The law went effect in Vinnytsia, Odessa, Mykolaiv, Kherson, Zaporizhia, Donetsk, Luhansk, Kharkiv, Sumy & Chernihiv regions in Ukraine.
Article 19 of the Law of Ukraine 'On the legal regime of martial law' expressly prohibits elections, referendums, strikes, rallies, and amendments to the Constitution.
There remain no interruptions on the exports from Ukraine at other ports at this time. This list includes Odessa, Nikolayev, Kherson and Mykolaiv.
Consequently, companies and Ukraine’s economy face millions of dollars in losses. And events both in the Azov Sea and on the Ukrainian mainland — shipping interruptions, a flare-up of the war with Russia, and martial law — all can have broader economic implications.
Without the Azov Sea, Ukrainian grain producers would have to transit their grain to other Black Sea ports like Kherson and Mykolaiv. As rail network is currently being used at full capacity, that would mean “more bad roads for residents of Azov Sea regions” as producers tried to ship goods by truck, researcher Kravchuk said.

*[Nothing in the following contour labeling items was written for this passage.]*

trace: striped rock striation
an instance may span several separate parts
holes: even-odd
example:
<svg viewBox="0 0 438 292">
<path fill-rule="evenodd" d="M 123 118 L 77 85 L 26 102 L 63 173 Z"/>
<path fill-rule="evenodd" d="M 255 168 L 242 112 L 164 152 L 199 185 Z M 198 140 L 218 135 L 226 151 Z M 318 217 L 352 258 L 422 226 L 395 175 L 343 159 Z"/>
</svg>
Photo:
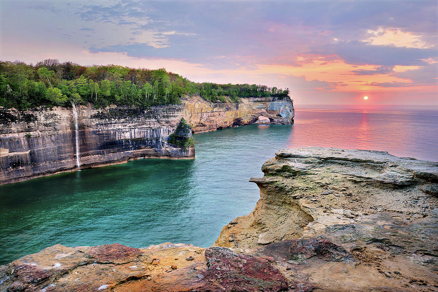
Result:
<svg viewBox="0 0 438 292">
<path fill-rule="evenodd" d="M 193 159 L 193 146 L 168 141 L 177 134 L 182 119 L 196 132 L 255 123 L 260 116 L 273 124 L 291 124 L 292 101 L 252 98 L 218 104 L 195 96 L 180 105 L 145 109 L 0 109 L 0 184 L 139 158 Z"/>
</svg>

The Eurasia Intercontinental Trading group is following the developments, in the area by our staff in both Ukraine and Russia, to ensure that any potential risk to the trade of products to our customers. For any enquiries please contact us at email@example.com. ***UPDATE*** Ukraine said on Tuesday it had resumed grain shipments from the Azov Sea, blocked for around 10 days after a military standoff with Russia in the Kerch Strait off Crimea.
“The passage of vessels with agricultural products through ports in the Azov Sea has been unlocked,” Ukraine’s agriculture ministry said on Tuesday in a statement.
“The loading of grain to vessels through the ports of Mariupol and Berdyansk is restored and carried out in regular mode,” it said.